From Noise to Narrative: Tracing the Origins of Hallucinations in Transformers
Praneet Suresh, Jack Stanley, Sonia Joseph, Luca Scimeca, Danilo Bzdok
2025-09-10
Summary
This research investigates why powerful AI systems, specifically those built using 'transformer' models, sometimes confidently state things that aren't true – a phenomenon called 'hallucination'. It aims to understand *how* and *when* these hallucinations occur, and what's happening inside the AI's 'brain' when they do.
What's the problem?
As AI gets better and is used in important areas like science and business, we need to be able to trust it. A major problem is that these AI systems can 'hallucinate,' meaning they generate incorrect or nonsensical information while sounding very certain. This lack of reliability hinders their widespread adoption, especially when mistakes could have serious consequences. We don't fully understand *why* these models hallucinate, making it hard to fix the issue.
What's the solution?
The researchers used a technique called 'sparse autoencoders' to peek inside the transformer models and see how they represent concepts. They systematically tested the AI with increasingly unclear or random inputs. They found that when the input is messy or uncertain, the AI starts relying on internal concepts that aren't actually related to the input, but still seem meaningful to the model. Essentially, the AI fills in the gaps with its own ideas, leading to hallucinations. They could even predict when a hallucination would happen just by looking at the AI's internal activity.
Why it matters?
Understanding why AI hallucinates is crucial for making these systems safer and more reliable. This research provides insights that can help us align AI with human values, protect against malicious attacks that exploit these weaknesses, and even automatically assess how likely an AI is to generate false information.

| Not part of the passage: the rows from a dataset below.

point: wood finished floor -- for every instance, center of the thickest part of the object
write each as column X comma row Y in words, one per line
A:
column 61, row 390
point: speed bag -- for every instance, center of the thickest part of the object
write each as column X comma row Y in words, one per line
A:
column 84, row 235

It's a step towards building AI we can truly trust.
Abstract
As generative AI systems become competent and democratized in science, business, and government, deeper insight into their failure modes now poses an acute need. The occasional volatility in their behavior, such as the propensity of transformer models to hallucinate, impedes trust and adoption of emerging AI solutions in high-stakes areas. In the present work, we establish how and when hallucinations arise in pre-trained transformer models through concept representations captured by sparse autoencoders, under scenarios with experimentally controlled uncertainty in the input space. Our systematic experiments reveal that the number of semantic concepts used by the transformer model grows as the input information becomes increasingly unstructured. In the face of growing uncertainty in the input space, the transformer model becomes prone to activate coherent yet input-insensitive semantic features, leading to hallucinated output. At its extreme, for pure-noise inputs, we identify a wide variety of robustly triggered and meaningful concepts in the intermediate activations of pre-trained transformer models, whose functional integrity we confirm through targeted steering. We also show that hallucinations in the output of a transformer model can be reliably predicted from the concept patterns embedded in transformer layer activations. This collection of insights on transformer internal processing mechanics has immediate consequences for aligning AI models with human values, AI safety, opening the attack surface for potential adversarial attacks, and providing a basis for automatic quantification of a model's hallucination risk.